Technology on its own cannot get the government to disclose information, but it can prove extremely valuable for those who want to understand what is released. While LeRoy’s organization has been around since 1998, he says the rise of the Internet and data technology “has everything to do” with how his organization has changed over time. All states have their subsidy information in electronic form; they could share much or all of it online if they wanted to. The first state to do so, in small amounts, was Ohio in 1999. But governments have shown that without public pressure they will generally not disclose information or will release just small amounts of information to mollify critics. Good Jobs First has tried to overcome this resistance by conducting research, promoting public discussion, and encouraging activists to push for improved transparency laws. In 2007, they published their first national report card study—“The State of Disclosure.” By that time, 23 states had put some amount of subsidy information online. Three years later, when their next study was published, the number had increased to 37.

But “the data that states do put online,” LeRoy says, can amount to a “Tower of Babel.” States often hide information in obscure appendices, upload contracts in non-searchable PDFs, or publish audits that are impenetrable. As a result, Good Jobs First recognized that “transparency” could mean very little, in practice. But this is where new civic technology developed by third-party organizations has been invaluable. Good Jobs First was able to launch its comprehensive Subsidy Tracker tool in 2010 by compiling and organizing more than 100,000 records from across the country into one unified searchable database and getting additional subsidy program information through FOIA requests. “Technology has definitely been at the core of how we improve our data and make it more accessible for average citizens to understand,” LeRoy says.

The Center for Responsive Politics, another watchdog organization that focuses on money in politics, knows its ultimate objective is to move people into action—step three of Piexoto’s four-step process. “We use technology to provide information in lots of different ways,” explains Sheila Krumholz, the center’s executive director, because the group recognizes that presenting information in just one format won’t resonate with enough people. Krumholz thinks the organization has played a key role in educating citizens about the impact of money in politics, but says its challenge now is to figure out how to design the kind of “aha” moments that inspire people to act on what they learn, rather than simply tune out and disengage.

But inspiring people to act inevitably has political implications. Eric Liu, the CEO of Citizen University—a group that works with leaders, activists, and practitioners around issues of citizenship and organizing—says it’s not enough to make government more efficient. He encourages civic-tech leaders to reckon more with politics, power, and inequality. While it’s great to have an app that can help you find out when the next bus is coming, it would be even better, he argues, if you could activate the smarts and skills of people within civic tech to help push city leaders to develop a stronger public transportation system.
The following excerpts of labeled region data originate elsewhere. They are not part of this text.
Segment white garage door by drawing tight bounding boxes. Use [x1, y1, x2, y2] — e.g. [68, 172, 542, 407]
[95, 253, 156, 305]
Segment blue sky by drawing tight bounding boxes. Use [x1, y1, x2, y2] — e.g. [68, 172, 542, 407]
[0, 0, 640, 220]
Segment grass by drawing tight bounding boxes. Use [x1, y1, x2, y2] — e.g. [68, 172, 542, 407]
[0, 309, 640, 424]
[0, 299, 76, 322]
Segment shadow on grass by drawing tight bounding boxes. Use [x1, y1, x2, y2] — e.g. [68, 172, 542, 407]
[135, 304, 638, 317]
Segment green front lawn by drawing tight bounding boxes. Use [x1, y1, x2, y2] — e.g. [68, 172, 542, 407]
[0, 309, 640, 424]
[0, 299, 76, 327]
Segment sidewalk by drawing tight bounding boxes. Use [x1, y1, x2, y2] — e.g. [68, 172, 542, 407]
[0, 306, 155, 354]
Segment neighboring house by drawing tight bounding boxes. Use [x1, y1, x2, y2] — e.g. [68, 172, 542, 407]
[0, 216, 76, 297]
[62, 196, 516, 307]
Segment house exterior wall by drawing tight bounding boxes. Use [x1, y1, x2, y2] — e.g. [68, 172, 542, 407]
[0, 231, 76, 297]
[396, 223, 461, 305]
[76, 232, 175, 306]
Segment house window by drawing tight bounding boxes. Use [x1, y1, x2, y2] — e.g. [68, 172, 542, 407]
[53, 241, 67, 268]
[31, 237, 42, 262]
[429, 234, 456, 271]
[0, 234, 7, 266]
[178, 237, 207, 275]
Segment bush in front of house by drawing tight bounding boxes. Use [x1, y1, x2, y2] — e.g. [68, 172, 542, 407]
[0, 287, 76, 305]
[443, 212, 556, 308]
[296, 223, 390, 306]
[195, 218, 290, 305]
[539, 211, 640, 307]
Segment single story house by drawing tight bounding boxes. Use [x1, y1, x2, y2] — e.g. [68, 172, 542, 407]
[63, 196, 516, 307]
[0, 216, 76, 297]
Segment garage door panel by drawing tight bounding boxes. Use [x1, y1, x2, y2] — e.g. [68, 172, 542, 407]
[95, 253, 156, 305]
“Civic tech is excellent at transparency, civic tech is excellent at efficiency, civic tech is excellent at creating a sense of community,” said Liu in a speech at the Personal Democracy Forum this past June. “Civic tech is excellent at a lot of dimensions of what you might think of as customer service.”
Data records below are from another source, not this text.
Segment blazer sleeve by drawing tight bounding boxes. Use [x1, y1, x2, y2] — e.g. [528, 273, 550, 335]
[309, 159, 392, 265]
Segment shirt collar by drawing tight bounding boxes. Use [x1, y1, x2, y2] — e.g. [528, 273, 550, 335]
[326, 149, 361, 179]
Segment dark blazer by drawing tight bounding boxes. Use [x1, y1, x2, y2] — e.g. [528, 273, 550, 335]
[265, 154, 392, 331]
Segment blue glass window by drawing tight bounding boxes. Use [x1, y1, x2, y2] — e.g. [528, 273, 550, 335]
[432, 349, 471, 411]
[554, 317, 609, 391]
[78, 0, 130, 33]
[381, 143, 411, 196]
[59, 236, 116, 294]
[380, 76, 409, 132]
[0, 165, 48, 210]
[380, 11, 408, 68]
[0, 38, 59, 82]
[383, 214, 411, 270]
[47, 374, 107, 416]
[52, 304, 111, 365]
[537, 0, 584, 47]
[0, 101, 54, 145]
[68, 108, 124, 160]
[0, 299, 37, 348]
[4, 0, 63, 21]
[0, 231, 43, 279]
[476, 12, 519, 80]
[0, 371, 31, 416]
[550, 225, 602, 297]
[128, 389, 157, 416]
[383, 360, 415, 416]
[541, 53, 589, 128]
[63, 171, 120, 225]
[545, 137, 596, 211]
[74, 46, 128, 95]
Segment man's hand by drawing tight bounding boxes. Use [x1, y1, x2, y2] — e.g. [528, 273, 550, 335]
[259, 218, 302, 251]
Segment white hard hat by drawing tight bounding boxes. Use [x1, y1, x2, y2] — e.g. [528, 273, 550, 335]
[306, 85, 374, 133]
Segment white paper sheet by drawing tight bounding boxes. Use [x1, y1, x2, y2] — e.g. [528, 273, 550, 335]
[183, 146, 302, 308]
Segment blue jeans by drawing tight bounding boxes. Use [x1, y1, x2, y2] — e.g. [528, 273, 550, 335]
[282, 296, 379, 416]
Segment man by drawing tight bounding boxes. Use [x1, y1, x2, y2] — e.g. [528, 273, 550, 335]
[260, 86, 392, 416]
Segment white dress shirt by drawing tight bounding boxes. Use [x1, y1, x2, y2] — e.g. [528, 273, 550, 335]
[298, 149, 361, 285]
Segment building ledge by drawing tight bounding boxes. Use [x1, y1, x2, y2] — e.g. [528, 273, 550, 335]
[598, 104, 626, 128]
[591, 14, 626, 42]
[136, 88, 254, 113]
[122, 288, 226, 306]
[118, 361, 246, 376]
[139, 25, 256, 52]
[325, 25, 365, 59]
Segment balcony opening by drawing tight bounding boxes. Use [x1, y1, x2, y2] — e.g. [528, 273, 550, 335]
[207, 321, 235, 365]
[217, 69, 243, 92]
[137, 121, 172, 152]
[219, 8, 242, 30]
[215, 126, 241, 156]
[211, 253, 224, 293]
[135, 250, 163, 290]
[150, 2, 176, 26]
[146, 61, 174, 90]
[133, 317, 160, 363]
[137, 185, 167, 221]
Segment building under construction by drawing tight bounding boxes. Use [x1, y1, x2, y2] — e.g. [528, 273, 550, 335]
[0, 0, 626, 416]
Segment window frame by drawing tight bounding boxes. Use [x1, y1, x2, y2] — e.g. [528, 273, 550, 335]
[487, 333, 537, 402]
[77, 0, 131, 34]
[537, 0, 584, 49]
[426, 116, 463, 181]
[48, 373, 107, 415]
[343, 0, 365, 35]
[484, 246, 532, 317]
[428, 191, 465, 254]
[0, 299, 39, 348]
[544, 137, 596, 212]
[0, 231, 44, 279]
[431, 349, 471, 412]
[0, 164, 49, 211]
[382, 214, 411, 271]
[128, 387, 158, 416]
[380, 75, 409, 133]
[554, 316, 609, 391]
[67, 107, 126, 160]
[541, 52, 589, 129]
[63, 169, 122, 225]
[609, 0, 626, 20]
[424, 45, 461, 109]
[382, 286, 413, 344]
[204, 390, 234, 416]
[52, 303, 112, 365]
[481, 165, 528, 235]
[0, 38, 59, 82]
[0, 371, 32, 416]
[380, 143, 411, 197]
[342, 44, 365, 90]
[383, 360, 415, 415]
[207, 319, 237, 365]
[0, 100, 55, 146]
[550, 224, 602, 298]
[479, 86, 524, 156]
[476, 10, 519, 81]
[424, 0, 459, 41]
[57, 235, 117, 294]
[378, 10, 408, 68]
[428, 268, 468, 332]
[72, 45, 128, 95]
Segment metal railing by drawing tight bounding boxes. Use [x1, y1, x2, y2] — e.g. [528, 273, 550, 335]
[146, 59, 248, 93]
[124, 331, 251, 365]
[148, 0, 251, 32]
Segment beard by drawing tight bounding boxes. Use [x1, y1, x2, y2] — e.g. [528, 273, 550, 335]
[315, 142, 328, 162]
The civic-tech community could help Americans create not only a more efficient government, but also a more politically accountable and fair one. Doing that would require the community to venture into political territory that it’s largely avoided up to this point. But if civic tech is going to make a big impact, there is no turning away from politics. It’s something investigative journalists have long understood: Making people with power uncomfortable is part of the job. It’s part of the job of civic tech, too.